When Wahlberg took the stage with Berg and Petty Officer Luttrell after the credits rolled for a brief Q&A, he looked distraught and distracted. After Luttrell explained how he and Berg teamed up for the film, the moderator, Festival Director Jacqueline Lyanga, turned to Wahlberg to ask about his rigorous training and the rough shoot. Wahlberg looked visibly pained by the question and started on what would become an almost five-minute monologue. “For actors to sit there and talk about ‘oh I went to SEAL training’? I don’t give a f-ck what you did. You don’t do what these guys did. For somebody to sit there and say my job was as difficult as being in the military? How f-cking dare you, while you sit in a makeup chair for two hours,” Wahlberg said.

He continued: “I don’t give a sh-t if you get your ass busted. You get to go home at the end of the day. You get to go to your hotel room. You get to order your f-cking chicken. Whatever the f-ck it is. People talk about what do we do to bond the way that those guys bonded. We just knew what they did. It didn’t matter. I didn’t have to say a word to Emile [Hirsch] or a word to Taylor Kitsch, Ben Foster…who’s my brother even though he’s the kind of actor who wants to continuously debate the debate and everything else…and I love him for it. I gave him half my salary…whatever I gave him…to do it because I knew how great he was and for us to be on that mountain together and in the end I could just look at him and it would break my heart knowing that that’s my brother and I may never see him again. But it just seems like so much more than that.”

“I’ve done the movies where I talk about God. I trained for four and a half years and I was ‘The Fighter’ and f-ck all that. It really means nothing. I love Marcus [Luttrell] for what he’s done and I’m a very lucky guy to do what I do and I’m proud to have been part of it, but it’s just so much bigger than what I do. I love Pete [Berg] for what he did and how committed he was,” he said. “He would never let any one of us forget about what was important in the course of making the movie and whether it was Marcus or the other SEAL guys, if they saw something that didn’t ring true, I don’t care if it was going to be the biggest stunt sequence in the movie, they would cut, call bullsh-t, and grab all of us by the f-cking neck and say ‘no do it this way, and do it right and make it real’ and if you don’t it’s a problem. I was really proud to be a part of that.”

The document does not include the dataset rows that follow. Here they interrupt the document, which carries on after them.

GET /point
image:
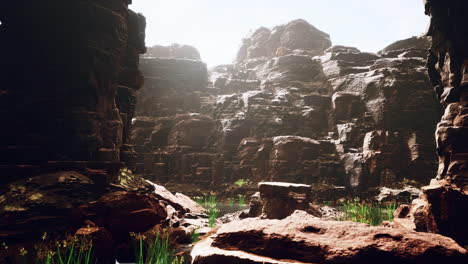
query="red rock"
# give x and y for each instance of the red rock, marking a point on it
(123, 212)
(302, 238)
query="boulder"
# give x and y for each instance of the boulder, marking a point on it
(123, 212)
(45, 202)
(302, 238)
(281, 199)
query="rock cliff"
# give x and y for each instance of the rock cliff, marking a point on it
(292, 108)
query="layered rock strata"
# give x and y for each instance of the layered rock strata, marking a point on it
(302, 238)
(293, 108)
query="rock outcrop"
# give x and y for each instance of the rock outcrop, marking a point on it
(292, 108)
(302, 238)
(443, 205)
(60, 108)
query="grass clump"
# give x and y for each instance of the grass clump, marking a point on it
(240, 182)
(372, 214)
(71, 250)
(155, 249)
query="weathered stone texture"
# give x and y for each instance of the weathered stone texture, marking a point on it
(292, 108)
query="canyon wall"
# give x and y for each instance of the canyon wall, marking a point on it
(443, 205)
(63, 63)
(291, 108)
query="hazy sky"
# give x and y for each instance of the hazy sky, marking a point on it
(216, 27)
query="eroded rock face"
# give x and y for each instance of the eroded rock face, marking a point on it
(296, 110)
(302, 238)
(297, 36)
(443, 205)
(174, 51)
(65, 95)
(280, 199)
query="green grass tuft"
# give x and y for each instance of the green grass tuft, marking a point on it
(373, 214)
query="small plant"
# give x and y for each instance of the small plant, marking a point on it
(199, 200)
(240, 182)
(373, 214)
(210, 204)
(155, 250)
(241, 199)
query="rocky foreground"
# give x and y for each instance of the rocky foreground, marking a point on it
(303, 238)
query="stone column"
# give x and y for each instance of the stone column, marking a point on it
(443, 205)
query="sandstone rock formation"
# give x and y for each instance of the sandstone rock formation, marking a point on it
(443, 205)
(175, 51)
(302, 238)
(76, 59)
(292, 108)
(279, 200)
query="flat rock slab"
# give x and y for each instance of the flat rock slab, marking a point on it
(302, 238)
(282, 188)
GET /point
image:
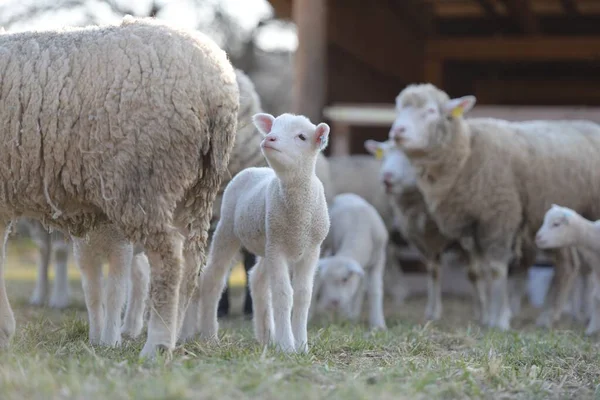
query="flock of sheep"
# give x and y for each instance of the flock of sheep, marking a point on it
(130, 139)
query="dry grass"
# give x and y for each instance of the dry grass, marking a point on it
(50, 358)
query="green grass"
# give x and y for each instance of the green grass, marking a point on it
(50, 358)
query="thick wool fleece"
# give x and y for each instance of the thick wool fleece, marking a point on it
(130, 124)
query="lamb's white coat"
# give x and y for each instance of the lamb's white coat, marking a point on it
(280, 214)
(357, 240)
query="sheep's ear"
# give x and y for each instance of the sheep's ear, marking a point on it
(263, 122)
(322, 135)
(457, 107)
(355, 268)
(374, 147)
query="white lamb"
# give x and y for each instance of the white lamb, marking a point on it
(357, 240)
(280, 214)
(562, 228)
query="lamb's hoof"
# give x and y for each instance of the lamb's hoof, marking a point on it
(59, 301)
(37, 300)
(131, 332)
(151, 351)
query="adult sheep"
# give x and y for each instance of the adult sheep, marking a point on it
(130, 125)
(488, 182)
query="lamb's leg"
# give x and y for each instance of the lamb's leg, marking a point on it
(165, 254)
(262, 317)
(375, 293)
(433, 310)
(139, 283)
(44, 245)
(7, 318)
(499, 300)
(60, 289)
(277, 270)
(249, 261)
(223, 249)
(566, 270)
(91, 281)
(119, 273)
(302, 286)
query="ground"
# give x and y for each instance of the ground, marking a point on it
(51, 359)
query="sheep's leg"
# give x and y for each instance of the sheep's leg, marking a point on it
(566, 270)
(479, 283)
(262, 318)
(278, 272)
(191, 322)
(499, 300)
(60, 288)
(375, 293)
(115, 293)
(7, 318)
(433, 310)
(166, 269)
(137, 294)
(91, 281)
(223, 248)
(517, 284)
(44, 245)
(302, 286)
(249, 261)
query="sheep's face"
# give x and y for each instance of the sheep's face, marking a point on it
(396, 172)
(425, 124)
(557, 230)
(290, 141)
(340, 281)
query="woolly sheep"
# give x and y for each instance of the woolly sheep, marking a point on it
(341, 281)
(279, 214)
(486, 180)
(128, 124)
(48, 244)
(416, 224)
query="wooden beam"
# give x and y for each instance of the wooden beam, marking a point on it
(488, 7)
(416, 13)
(522, 12)
(282, 8)
(569, 6)
(515, 49)
(308, 89)
(376, 36)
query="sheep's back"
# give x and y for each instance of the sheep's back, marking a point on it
(111, 122)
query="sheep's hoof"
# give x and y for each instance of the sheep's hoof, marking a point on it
(150, 351)
(59, 302)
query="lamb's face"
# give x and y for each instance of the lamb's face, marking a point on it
(424, 124)
(290, 140)
(340, 279)
(396, 173)
(557, 229)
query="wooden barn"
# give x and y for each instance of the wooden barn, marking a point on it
(523, 59)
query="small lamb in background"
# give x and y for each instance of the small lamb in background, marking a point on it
(280, 214)
(357, 240)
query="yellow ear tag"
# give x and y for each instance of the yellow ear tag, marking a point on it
(457, 111)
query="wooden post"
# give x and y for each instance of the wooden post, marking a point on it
(310, 59)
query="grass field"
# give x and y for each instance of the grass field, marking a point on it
(50, 357)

Wahlberg finished by saying, simply: “I’m sorry for losing my sh-t. Don’t ask any more questions tonight.”

Berg attempted to lighten the mood by grabbing Wahlberg’s arm and reassuring the audience that it had been a long night, to which Wahlberg replied “no, it’s just getting f-cking started. I’m going to find my f-cking second wind and we’re going to celebrate this f-cking movie. But don’t ask me any more questions.”
 
It's not like he hasn't had his moments of being a douche nozzle.

'If I was on that plane with my kids, it wouldn't have went down like it did. There would have been a lot of blood in that first class cabin and then me saying "OK, we're going to land somewhere safely, don't worry".'
 
First reviews are out:

Berg shoots their every wound - and they suffer dozens, because while it takes one or two bullets to kill an Afghani it takes ten just to slow an American down - with a loving attention that calls to mind Mel Gibson's The Passion of the Christ.

Berg sets up the cathartic moments we're used to in movies like this, but then he pulls out the rug, reminding us that the cavalry doesn't always miraculously show up in time to save the day.